Want to touch a kangaroo?
If the idea of petting a lemur or touching a kangaroo is more than you can resist, Abrams' zoo is there for you. The appeal of It's a Zoo Life, which is open by appointment only, is that you don't just see zebras and kangaroos and lemurs from a distance, you can actually interact with them.

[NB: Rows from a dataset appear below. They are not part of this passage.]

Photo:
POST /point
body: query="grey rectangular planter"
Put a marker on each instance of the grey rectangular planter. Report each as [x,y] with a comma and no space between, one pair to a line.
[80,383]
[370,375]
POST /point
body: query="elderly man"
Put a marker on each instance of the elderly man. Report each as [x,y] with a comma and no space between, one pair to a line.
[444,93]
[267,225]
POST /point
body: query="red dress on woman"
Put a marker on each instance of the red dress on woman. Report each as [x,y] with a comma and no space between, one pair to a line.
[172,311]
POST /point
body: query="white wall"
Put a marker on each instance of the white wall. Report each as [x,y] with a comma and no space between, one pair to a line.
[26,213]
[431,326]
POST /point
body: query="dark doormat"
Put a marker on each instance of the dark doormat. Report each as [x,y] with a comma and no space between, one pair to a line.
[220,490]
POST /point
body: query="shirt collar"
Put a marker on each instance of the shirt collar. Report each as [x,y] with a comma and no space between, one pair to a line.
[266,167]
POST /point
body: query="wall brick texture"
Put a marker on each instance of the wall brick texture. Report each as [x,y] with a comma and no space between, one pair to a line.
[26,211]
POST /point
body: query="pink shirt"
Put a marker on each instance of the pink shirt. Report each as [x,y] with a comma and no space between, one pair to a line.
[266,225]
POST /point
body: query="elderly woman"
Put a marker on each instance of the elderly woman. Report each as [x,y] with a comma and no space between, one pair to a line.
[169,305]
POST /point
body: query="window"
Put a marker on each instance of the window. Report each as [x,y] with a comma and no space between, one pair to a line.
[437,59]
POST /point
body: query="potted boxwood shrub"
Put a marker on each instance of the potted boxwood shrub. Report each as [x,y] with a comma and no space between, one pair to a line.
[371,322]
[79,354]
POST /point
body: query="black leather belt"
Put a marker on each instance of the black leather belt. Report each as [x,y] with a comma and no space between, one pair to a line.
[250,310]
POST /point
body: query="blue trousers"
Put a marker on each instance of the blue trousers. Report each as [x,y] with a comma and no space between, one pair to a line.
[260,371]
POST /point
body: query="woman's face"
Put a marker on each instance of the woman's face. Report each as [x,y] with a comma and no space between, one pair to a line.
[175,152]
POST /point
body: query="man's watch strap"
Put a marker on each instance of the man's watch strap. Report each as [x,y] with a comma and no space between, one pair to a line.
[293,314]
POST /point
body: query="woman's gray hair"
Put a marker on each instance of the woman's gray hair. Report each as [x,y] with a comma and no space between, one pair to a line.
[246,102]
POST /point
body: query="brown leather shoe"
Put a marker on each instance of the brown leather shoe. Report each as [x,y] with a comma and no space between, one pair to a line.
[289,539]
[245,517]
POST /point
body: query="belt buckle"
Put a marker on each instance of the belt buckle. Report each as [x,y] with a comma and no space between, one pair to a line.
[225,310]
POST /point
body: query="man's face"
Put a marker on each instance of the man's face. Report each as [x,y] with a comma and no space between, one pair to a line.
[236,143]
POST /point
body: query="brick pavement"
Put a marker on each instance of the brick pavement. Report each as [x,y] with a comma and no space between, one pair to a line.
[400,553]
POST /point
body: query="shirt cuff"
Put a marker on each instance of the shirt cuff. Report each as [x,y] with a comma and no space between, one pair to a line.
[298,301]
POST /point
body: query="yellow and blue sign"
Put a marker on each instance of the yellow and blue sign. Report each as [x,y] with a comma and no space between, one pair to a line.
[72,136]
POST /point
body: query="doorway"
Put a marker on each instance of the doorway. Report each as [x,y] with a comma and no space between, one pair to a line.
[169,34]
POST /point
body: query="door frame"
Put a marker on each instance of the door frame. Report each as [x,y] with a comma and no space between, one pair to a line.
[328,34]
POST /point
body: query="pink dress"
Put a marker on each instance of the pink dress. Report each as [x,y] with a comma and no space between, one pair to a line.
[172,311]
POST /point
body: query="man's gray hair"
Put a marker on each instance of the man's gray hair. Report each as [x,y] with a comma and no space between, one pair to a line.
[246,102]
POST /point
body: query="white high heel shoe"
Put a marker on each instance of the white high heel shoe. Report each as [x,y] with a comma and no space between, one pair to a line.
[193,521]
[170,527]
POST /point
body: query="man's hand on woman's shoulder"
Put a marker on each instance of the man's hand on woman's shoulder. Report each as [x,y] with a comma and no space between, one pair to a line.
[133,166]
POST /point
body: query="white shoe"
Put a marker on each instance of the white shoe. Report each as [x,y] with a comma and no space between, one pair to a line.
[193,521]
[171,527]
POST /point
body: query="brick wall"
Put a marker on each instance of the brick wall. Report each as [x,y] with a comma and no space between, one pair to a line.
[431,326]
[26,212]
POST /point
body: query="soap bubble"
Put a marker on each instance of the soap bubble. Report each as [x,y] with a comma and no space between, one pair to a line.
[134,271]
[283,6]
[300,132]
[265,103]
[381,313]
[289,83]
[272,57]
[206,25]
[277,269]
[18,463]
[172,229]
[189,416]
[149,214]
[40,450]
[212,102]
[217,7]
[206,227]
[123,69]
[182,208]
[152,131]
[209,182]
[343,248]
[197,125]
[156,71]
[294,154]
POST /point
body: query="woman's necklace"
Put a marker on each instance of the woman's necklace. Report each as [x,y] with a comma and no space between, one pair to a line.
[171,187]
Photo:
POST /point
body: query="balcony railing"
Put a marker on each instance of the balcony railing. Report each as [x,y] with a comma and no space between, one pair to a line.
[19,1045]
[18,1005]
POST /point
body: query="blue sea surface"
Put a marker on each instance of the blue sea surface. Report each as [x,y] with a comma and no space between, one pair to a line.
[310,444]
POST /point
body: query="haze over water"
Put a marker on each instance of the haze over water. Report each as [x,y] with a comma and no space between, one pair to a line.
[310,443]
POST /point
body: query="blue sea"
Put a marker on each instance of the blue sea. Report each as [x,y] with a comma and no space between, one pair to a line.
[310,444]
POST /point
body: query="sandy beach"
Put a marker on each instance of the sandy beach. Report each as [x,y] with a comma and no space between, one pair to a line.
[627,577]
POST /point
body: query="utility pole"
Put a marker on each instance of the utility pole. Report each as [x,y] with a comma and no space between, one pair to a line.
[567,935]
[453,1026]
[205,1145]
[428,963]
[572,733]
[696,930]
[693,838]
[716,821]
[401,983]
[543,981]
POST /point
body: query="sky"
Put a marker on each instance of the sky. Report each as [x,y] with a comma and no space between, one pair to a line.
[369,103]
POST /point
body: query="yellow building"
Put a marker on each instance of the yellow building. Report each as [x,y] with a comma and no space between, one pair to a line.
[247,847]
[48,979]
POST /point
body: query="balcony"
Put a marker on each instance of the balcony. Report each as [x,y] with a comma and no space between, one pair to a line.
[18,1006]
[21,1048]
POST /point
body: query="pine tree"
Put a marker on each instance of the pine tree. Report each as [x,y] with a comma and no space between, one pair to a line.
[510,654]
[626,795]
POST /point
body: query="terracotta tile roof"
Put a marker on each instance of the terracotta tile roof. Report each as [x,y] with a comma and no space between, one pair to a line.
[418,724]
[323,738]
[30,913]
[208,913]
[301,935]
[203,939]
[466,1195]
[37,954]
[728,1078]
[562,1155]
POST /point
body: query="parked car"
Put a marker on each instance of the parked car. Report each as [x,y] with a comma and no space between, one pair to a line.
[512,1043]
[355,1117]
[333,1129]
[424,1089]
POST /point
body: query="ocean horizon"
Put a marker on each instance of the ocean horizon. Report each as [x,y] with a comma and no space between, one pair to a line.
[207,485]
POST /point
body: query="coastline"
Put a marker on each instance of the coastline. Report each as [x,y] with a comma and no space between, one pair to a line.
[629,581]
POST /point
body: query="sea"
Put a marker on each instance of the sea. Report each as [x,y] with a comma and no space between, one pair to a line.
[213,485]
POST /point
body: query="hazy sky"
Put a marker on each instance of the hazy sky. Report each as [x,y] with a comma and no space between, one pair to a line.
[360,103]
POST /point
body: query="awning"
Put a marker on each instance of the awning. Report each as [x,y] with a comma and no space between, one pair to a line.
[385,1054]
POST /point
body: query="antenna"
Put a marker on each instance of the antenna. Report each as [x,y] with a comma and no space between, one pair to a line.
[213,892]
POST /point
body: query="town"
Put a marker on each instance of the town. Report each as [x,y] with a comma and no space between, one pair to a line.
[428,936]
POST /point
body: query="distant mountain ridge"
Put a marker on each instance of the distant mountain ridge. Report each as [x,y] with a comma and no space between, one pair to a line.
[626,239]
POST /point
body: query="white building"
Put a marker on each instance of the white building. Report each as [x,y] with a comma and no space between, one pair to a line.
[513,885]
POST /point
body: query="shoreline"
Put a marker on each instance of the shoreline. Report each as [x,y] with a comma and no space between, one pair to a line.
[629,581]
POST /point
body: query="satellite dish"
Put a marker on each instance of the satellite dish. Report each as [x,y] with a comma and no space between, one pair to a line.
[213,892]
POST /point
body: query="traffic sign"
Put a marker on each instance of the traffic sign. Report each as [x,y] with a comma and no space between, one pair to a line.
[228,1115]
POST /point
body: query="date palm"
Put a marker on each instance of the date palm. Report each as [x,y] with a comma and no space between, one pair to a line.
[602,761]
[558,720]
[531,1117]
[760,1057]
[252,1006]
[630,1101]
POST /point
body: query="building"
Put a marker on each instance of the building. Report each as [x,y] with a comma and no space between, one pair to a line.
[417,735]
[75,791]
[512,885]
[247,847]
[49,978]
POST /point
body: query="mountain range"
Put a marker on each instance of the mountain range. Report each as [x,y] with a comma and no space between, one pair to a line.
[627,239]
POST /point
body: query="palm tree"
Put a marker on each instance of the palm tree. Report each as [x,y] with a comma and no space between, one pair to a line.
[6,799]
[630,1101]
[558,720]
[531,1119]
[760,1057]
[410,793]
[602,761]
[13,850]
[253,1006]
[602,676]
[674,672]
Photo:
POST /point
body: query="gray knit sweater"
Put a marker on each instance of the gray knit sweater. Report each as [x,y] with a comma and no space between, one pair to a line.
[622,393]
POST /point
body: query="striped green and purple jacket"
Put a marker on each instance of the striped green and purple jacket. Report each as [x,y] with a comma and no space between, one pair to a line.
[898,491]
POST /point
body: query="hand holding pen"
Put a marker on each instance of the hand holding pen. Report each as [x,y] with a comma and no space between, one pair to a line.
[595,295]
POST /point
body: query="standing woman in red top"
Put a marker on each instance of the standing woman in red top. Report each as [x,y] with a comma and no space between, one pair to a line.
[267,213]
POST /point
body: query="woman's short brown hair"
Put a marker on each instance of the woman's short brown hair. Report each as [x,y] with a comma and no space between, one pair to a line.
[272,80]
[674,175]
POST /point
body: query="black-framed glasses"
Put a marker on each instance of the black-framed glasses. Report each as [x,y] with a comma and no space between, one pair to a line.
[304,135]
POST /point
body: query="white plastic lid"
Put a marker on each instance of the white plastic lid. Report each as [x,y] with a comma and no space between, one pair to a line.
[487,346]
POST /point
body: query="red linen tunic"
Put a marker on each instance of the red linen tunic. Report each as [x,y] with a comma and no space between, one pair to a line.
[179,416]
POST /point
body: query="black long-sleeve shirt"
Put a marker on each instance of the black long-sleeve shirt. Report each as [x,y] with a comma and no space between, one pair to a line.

"I want (visitors) to know we’re small, but we have amazing animals and they’re exotic and they’re super socialized, so you can have encounters and touch them and get pictures with them," Abrams said.
And Abrams will make sure that whoever gives the tour will be sure to tell you exactly how to pet Joey, the "ornery" zebra: from the mohawk down and not around his mouth "because he's fast and he's nippy."
Watch "Our Wild Life" and visit It's a Zoo Life
▪ "Our Wild Life" premieres at 10 p.m. Tuesday, May 22, on TLC.
▪ It's a Zoo Life is at 4313 NC Hwy 42, Macclesfield, N.C. Visit itsazoolife.com for details on ticket prices and appointments.